EM : « Le Chai mesure 20,000 mètres carrés sur chaque étage et est en complète rénovation. Venez voir, ici nous avons découverts lors de ces rénovations un énorme trou dans un mur. Nous avons d’abord cru à de l’érosion majeure ce qui aurait signifié de graves problèmes. Il s’est avéré que ce trou était un genre de réfrigérateur fin XIX siècle utilisé par la famille. La porte est originale. La glace provenait des montagnes environnantes. Ce n’est qu’après la seconde guerre mondiale que les vrais réfrigérateurs sont arrivés. Toute une surprise!

Montresor – séchages des raisins pour Amarone

…Nous somme montés vers la nouvelle salle de séchage pour les raisins qui seront utilisés pour élaborer les Amarone.

EM : ‘’Vous êtes les premiers à visiter la nouvelle salle de séchage pour les raisins utilisés pour l’Amarone. Ces rénovations se sont terminées une semaine avant les vendanges. Nous étions nerveux c’est le moins qu’on puisse dire. Toutes les poutres vieilles de 120 ans ont été réutilisées ainsi que les murs de pierres. Vous pouvez voir les raisins en train de sécher. On ne met qu’une couche de raisins sans les bacs de séchage pour qu’ils sèchent bien. Il est bien important de bien identifier les divers cépages lors de ce processus pour les retrouver lors de l’assemblage.

(NDLR : essayez de vous imaginer 20,000 mètres carrés de casseaux en plastiques tous remplis de raisins empilés jusqu’à 6 à 7 bacs de haut. Tout un spectacle…)

EM : « Le temps de séchage est de 4 à 5 mois ce qui est très élevé. Les raisins sont très sucrés à ce stage-ci. Le challenge avec l’Amarone est de bien balancer le niveau de sucre avec le niveau d’alcool. On ne veut pas trop de l’un ni de l’autre. Donc le temps des vendanges et la période de séchage jouent un rôle primordial. Durant ce temps le Winemaker est pas mal nerveux.
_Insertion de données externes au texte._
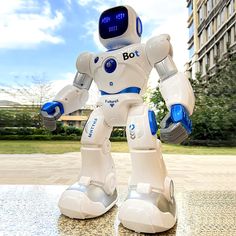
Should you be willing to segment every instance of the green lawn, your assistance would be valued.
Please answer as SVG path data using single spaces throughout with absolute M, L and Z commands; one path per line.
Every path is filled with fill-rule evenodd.
M 162 145 L 163 153 L 195 155 L 236 155 L 236 147 L 199 147 Z M 0 140 L 0 153 L 65 153 L 79 152 L 79 141 L 5 141 Z M 126 142 L 113 142 L 112 152 L 128 152 Z

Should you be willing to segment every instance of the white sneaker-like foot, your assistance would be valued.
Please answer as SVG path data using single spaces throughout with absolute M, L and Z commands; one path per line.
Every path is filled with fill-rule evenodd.
M 63 215 L 75 219 L 94 218 L 106 213 L 117 202 L 117 191 L 108 195 L 102 187 L 74 184 L 62 194 L 58 206 Z
M 168 201 L 162 193 L 144 194 L 130 188 L 118 217 L 124 227 L 136 232 L 163 232 L 176 223 L 175 200 Z

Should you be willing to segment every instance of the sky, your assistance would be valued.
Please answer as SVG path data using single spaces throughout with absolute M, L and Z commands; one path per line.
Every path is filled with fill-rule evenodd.
M 7 0 L 0 1 L 0 87 L 28 85 L 32 77 L 52 82 L 54 91 L 73 81 L 77 56 L 106 51 L 98 39 L 102 11 L 132 6 L 143 22 L 142 42 L 168 33 L 180 71 L 188 61 L 186 1 L 169 0 Z M 157 85 L 152 72 L 150 86 Z M 96 86 L 91 89 L 96 100 Z M 0 100 L 10 99 L 0 94 Z

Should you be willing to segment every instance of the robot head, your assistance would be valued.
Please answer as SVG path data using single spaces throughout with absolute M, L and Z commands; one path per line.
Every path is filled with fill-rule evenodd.
M 107 49 L 121 48 L 141 41 L 142 22 L 130 6 L 104 11 L 99 19 L 99 39 Z

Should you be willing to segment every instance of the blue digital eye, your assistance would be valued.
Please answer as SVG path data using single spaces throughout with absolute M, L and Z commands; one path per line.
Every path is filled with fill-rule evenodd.
M 111 17 L 106 16 L 106 17 L 102 18 L 102 24 L 106 24 L 106 23 L 110 22 L 110 20 L 111 20 Z
M 117 30 L 118 30 L 117 25 L 109 27 L 109 32 L 113 32 L 113 31 L 117 31 Z
M 118 14 L 116 14 L 116 19 L 117 20 L 122 20 L 124 18 L 125 18 L 125 13 L 118 13 Z

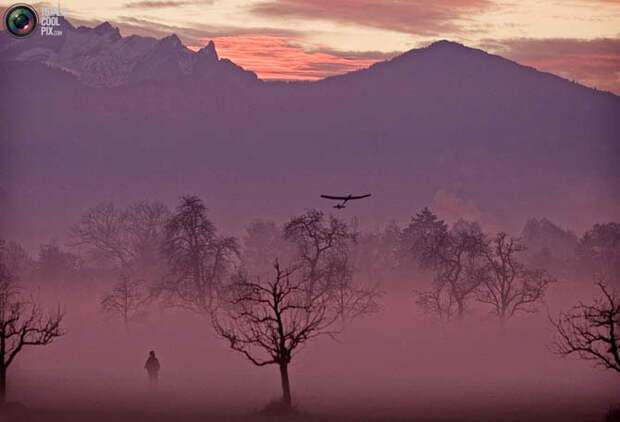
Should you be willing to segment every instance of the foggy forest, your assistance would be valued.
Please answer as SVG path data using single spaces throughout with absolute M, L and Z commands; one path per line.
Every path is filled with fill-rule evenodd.
M 2 402 L 40 420 L 614 420 L 620 224 L 491 233 L 423 208 L 364 231 L 309 209 L 234 237 L 207 205 L 101 203 L 65 243 L 2 240 Z

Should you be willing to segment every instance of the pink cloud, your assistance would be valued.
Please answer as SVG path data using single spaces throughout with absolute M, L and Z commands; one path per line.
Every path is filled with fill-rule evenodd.
M 583 85 L 620 94 L 620 39 L 486 40 L 482 47 Z
M 123 7 L 128 9 L 164 9 L 169 7 L 180 7 L 186 6 L 188 4 L 192 4 L 191 1 L 178 0 L 178 1 L 135 1 L 130 3 L 125 3 Z
M 321 19 L 398 32 L 437 35 L 460 32 L 455 19 L 492 6 L 491 0 L 270 0 L 255 6 L 256 14 Z

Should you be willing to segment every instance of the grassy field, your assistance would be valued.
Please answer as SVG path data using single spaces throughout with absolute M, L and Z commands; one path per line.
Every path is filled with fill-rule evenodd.
M 464 404 L 461 407 L 446 403 L 444 407 L 427 404 L 410 408 L 383 407 L 341 408 L 322 411 L 298 410 L 281 414 L 268 410 L 191 410 L 171 408 L 163 404 L 142 408 L 117 408 L 98 405 L 92 408 L 36 408 L 20 403 L 9 403 L 0 408 L 4 422 L 612 422 L 606 419 L 609 405 L 572 401 L 547 403 L 486 403 Z M 616 415 L 617 417 L 617 415 Z

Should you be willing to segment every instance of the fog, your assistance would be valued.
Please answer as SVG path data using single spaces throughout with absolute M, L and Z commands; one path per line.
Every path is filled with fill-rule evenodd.
M 49 420 L 68 410 L 102 420 L 245 420 L 280 398 L 277 368 L 256 367 L 231 351 L 205 315 L 153 304 L 126 329 L 103 314 L 109 282 L 32 282 L 41 302 L 66 310 L 66 335 L 24 349 L 9 369 L 9 401 L 41 409 L 37 417 Z M 616 374 L 551 350 L 547 314 L 591 300 L 591 283 L 558 282 L 541 312 L 502 326 L 484 308 L 447 323 L 423 313 L 413 293 L 423 282 L 383 280 L 378 312 L 356 319 L 335 340 L 308 343 L 291 363 L 295 407 L 317 420 L 586 421 L 602 420 L 617 400 Z M 143 368 L 149 350 L 162 366 L 156 391 Z

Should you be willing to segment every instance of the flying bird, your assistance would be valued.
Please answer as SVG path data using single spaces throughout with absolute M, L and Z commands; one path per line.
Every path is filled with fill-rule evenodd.
M 345 205 L 347 202 L 353 201 L 355 199 L 368 198 L 369 196 L 370 196 L 370 194 L 358 195 L 358 196 L 353 196 L 353 195 L 348 195 L 348 196 L 321 195 L 321 198 L 331 199 L 331 200 L 334 200 L 334 201 L 342 201 L 341 203 L 334 205 L 334 208 L 341 210 L 341 209 L 347 207 Z

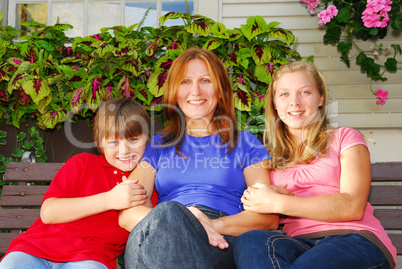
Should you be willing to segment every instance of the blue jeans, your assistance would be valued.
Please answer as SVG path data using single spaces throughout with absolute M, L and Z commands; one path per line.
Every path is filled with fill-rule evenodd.
M 381 250 L 354 233 L 307 239 L 272 231 L 250 231 L 237 238 L 234 259 L 238 269 L 389 269 Z
M 196 206 L 209 218 L 226 215 Z M 232 236 L 229 248 L 209 244 L 208 235 L 187 207 L 172 201 L 157 205 L 131 231 L 124 257 L 125 268 L 234 268 Z
M 0 269 L 107 269 L 97 261 L 51 262 L 23 252 L 7 254 L 0 262 Z

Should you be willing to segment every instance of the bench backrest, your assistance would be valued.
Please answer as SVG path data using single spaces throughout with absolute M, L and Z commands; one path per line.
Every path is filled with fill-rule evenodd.
M 4 180 L 18 185 L 3 186 L 0 208 L 0 255 L 11 240 L 39 218 L 39 207 L 49 184 L 62 163 L 9 163 Z M 402 255 L 402 163 L 372 165 L 369 202 L 374 215 Z M 34 208 L 33 208 L 34 207 Z

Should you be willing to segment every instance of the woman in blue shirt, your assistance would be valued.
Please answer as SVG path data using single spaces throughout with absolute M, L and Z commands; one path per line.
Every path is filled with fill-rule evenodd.
M 158 206 L 120 214 L 131 232 L 127 268 L 234 268 L 236 236 L 277 228 L 277 215 L 242 211 L 247 186 L 270 183 L 269 155 L 255 136 L 237 130 L 232 94 L 213 52 L 188 49 L 172 64 L 163 96 L 167 125 L 130 175 L 148 194 L 156 189 Z

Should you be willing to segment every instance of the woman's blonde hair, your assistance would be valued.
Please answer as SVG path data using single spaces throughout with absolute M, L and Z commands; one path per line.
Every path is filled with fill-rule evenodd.
M 102 139 L 131 139 L 144 134 L 150 140 L 151 120 L 137 102 L 115 98 L 102 103 L 95 116 L 92 137 L 98 151 L 104 154 Z
M 283 74 L 297 71 L 303 71 L 306 76 L 310 76 L 323 97 L 323 105 L 318 109 L 311 123 L 306 126 L 308 130 L 307 137 L 300 145 L 296 144 L 295 139 L 275 109 L 277 81 Z M 282 65 L 275 72 L 268 88 L 264 132 L 264 142 L 271 155 L 271 167 L 273 169 L 281 170 L 295 164 L 310 163 L 316 157 L 327 153 L 328 142 L 331 137 L 331 127 L 326 116 L 327 99 L 328 93 L 325 79 L 313 63 L 308 61 L 290 62 Z
M 221 144 L 227 143 L 227 153 L 230 153 L 238 141 L 232 86 L 223 63 L 219 60 L 218 56 L 207 49 L 187 49 L 177 57 L 169 69 L 163 95 L 164 115 L 168 121 L 166 127 L 161 131 L 163 135 L 162 143 L 166 146 L 175 144 L 176 152 L 180 156 L 183 156 L 181 147 L 186 123 L 183 112 L 177 104 L 177 91 L 187 74 L 188 62 L 193 59 L 203 60 L 207 65 L 215 89 L 215 96 L 218 100 L 212 118 L 212 127 L 222 139 Z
Le niveau de sucre résiduel désiré est d’environ 4 g/l ce qui en fait un vin sec. La perception de sucre dans l’Amarone ne vient pas du sucre résiduel mais bien du côté fruité du vin. La texture moelleuse du vin vient des tannins bien ronds et non pas du sucre. Notre challenge est d’expliquer cela au consommateur car ces derniers deviennent réfractaires au sucre et il n’y en a pas plus dans l’Amarone que dans d’autres vins rouges secs. Une trop grande quantité de sucre dans le vin impacte la sapidité du vin. S’il est trop sucré, on n’en veut pas d’un deuxième ou troisième verre.
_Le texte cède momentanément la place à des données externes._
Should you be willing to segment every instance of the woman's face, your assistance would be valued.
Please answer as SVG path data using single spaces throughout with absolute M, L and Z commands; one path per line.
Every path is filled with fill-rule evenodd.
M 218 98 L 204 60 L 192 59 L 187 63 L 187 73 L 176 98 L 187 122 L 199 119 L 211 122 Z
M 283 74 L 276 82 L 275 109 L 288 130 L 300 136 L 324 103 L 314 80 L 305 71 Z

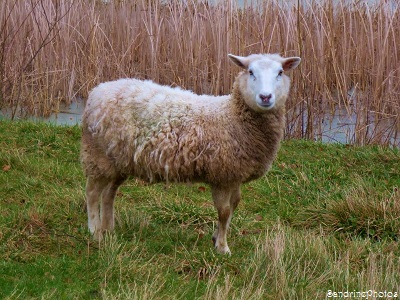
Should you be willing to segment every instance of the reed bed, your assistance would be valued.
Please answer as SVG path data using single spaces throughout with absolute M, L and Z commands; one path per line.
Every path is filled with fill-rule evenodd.
M 288 138 L 321 139 L 334 115 L 349 141 L 399 146 L 400 15 L 395 1 L 2 0 L 0 108 L 45 116 L 102 81 L 152 79 L 230 92 L 227 53 L 303 58 Z

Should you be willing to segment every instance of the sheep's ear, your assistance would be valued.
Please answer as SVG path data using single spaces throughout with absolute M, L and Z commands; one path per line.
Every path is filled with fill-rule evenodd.
M 228 54 L 228 57 L 231 59 L 231 61 L 235 65 L 237 65 L 237 66 L 239 66 L 239 67 L 241 67 L 243 69 L 247 69 L 247 67 L 249 66 L 249 60 L 247 59 L 247 57 L 236 56 L 236 55 L 233 55 L 233 54 Z
M 297 68 L 300 64 L 301 58 L 300 57 L 288 57 L 285 58 L 282 62 L 282 67 L 284 71 L 289 71 Z

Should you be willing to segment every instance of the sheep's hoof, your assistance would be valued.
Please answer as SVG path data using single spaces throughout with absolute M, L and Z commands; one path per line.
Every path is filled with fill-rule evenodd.
M 228 245 L 221 245 L 217 243 L 217 239 L 213 237 L 214 247 L 218 253 L 231 255 L 231 250 Z
M 215 249 L 217 249 L 217 252 L 218 253 L 221 253 L 221 254 L 228 254 L 228 255 L 231 255 L 232 253 L 231 253 L 231 250 L 229 249 L 229 247 L 228 247 L 228 245 L 221 245 L 221 244 L 218 244 L 217 243 L 217 235 L 216 234 L 214 234 L 213 236 L 212 236 L 212 242 L 213 242 L 213 244 L 214 244 L 214 247 L 215 247 Z
M 231 250 L 229 249 L 229 247 L 228 247 L 228 245 L 226 245 L 226 246 L 223 246 L 223 247 L 218 247 L 218 246 L 216 246 L 215 247 L 216 249 L 217 249 L 217 252 L 218 253 L 221 253 L 221 254 L 227 254 L 227 255 L 231 255 L 232 253 L 231 253 Z
M 103 240 L 103 231 L 95 230 L 93 233 L 93 239 L 97 242 L 101 242 Z

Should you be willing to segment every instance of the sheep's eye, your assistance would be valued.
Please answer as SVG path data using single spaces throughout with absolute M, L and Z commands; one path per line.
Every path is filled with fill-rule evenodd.
M 254 76 L 254 73 L 252 70 L 249 70 L 249 74 L 250 74 L 250 76 Z
M 283 71 L 280 70 L 279 73 L 278 73 L 278 76 L 282 76 L 282 74 L 283 74 Z

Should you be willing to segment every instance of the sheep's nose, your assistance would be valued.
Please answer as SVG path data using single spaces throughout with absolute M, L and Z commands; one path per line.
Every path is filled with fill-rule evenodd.
M 271 98 L 272 98 L 272 94 L 267 94 L 267 95 L 260 94 L 260 99 L 262 102 L 268 103 L 269 100 L 271 100 Z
Le consommateur s’y connait de plus en plus en vin. On doit aller vers plus de qualité et un minimum de sucre. Les consommateurs recherchent des produits intéressants pour eux. Si on baisse le niveau de sucre on doit travailler encore plus fort dans le vignoble pour aller chercher un niveau de maturité qui va donner une texture bien ronde…Les terroirs qui sont le plus en altitude vont donner des textures plus intéressantes et plus rondes. C’est un challenge à long terme : les vendanges doivent être faites au bon moment, on doit choisir les bons cépages, les bons clones, on doit avoir le bon terroir, le temps de séchage doit être approprié, le temps de fermentation doit être optimisé etc.
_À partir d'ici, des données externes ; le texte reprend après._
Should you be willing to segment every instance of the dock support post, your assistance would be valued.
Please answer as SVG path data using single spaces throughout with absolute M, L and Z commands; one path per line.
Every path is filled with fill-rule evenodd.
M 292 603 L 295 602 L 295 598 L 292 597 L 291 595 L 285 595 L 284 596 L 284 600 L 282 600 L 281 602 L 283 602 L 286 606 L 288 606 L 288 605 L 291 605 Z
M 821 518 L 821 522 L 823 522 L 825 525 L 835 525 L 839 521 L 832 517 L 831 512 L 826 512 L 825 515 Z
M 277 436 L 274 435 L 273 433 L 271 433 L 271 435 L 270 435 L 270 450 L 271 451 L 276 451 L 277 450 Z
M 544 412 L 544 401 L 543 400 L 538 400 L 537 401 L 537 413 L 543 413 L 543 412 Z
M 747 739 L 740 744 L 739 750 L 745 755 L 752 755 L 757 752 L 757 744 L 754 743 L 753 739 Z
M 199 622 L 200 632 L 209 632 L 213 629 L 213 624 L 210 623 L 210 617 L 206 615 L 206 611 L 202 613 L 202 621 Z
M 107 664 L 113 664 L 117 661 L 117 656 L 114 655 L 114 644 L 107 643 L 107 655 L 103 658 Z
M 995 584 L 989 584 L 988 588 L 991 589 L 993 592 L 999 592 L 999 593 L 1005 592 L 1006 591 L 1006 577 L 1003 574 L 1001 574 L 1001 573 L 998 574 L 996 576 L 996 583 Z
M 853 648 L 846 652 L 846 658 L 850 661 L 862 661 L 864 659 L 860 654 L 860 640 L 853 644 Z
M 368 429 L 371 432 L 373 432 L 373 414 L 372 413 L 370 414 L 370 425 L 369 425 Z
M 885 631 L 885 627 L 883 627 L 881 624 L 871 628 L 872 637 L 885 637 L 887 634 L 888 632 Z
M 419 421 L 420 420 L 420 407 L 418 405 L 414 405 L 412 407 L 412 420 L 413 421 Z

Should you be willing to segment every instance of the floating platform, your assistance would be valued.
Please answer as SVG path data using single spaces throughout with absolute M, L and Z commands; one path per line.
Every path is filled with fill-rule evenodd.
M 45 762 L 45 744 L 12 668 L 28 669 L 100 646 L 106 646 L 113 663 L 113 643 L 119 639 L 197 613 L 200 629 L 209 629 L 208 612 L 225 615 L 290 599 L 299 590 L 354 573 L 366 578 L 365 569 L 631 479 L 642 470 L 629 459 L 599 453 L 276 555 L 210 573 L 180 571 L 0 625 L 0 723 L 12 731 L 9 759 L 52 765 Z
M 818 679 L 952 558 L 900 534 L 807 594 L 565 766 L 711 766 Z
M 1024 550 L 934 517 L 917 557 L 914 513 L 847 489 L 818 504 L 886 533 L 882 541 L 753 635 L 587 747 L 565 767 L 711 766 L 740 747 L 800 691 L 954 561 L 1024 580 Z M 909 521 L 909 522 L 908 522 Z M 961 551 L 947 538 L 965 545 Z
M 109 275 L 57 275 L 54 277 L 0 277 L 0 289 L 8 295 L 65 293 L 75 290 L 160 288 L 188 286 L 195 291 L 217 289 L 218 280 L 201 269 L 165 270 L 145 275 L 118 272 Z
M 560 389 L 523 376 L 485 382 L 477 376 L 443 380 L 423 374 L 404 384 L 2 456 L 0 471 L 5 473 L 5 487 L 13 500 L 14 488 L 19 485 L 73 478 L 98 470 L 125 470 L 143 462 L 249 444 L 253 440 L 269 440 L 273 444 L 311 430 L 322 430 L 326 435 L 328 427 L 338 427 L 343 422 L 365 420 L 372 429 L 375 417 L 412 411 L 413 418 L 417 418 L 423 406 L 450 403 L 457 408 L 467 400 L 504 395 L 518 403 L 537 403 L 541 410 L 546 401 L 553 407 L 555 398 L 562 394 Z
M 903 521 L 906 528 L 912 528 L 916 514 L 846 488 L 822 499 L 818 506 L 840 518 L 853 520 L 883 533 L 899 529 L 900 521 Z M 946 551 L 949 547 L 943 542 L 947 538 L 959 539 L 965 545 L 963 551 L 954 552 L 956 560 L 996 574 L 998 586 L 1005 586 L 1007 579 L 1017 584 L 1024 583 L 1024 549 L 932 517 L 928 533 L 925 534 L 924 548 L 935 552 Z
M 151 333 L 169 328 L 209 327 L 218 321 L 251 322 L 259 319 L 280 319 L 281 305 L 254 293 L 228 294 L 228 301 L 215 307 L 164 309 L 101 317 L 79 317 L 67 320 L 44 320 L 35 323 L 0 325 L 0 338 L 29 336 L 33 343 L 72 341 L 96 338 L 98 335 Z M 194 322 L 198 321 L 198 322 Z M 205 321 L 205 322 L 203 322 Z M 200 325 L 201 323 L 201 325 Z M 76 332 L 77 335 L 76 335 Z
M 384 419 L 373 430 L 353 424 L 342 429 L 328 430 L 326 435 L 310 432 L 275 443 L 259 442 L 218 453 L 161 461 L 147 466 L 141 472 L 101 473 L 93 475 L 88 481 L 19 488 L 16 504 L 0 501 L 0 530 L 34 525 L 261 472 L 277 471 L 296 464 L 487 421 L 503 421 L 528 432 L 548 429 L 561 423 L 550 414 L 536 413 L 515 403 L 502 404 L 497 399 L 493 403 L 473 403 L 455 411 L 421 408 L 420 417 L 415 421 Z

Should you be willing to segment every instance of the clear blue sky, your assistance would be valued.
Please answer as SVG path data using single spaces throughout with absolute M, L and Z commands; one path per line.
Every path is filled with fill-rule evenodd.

Faire un bon vin d’Amarone c’est quand les gens apprécient le vin et oublient de boire de l’eau…j’aime bien voir un couple dans un restaurant avec un de mes vins et que la bouteille d’eau est encore pleine!

…Depuis un certain temps on voit les producteurs de la région réduire les niveaux de sucre dans l’Amarone. Ils retournent vers les recettes plus anciennes. Les Amarone d’aujourd’hui sont effectivement moins sucrés qu’il n’y a pas si longtemps. Les goûts des consommateurs évoluent. La philosophie va vers cette direction.

Quelquefois les consommateurs croient que l’Amarone est un vin difficile, super concentré alors qu’en réalité il doit absolument être élégant. Nous sommes contents de ce mouvement de la part des producteurs car ça aide l’appellation et ça aide tout le monde. L’élégance de ce type de vin est capitale pour la continuité du succès. Quand les gens commencent à boire du vin ils vont vers des vins plus sucrés. Mais avec le temps leurs goûts évoluent et ils vont vers moins de sucre.

…on continue la visite…

EM : ‘’Dans les rénovations on essaye le plus possible de garder le caractère historique du Chai. Ici Toutes les cuves sont thermorégulées, en inox avec 3 plis. Ici nous avons la collection des vieux millésimes. On y retrouve même un Recioto Spumante qu’on ne fait plus.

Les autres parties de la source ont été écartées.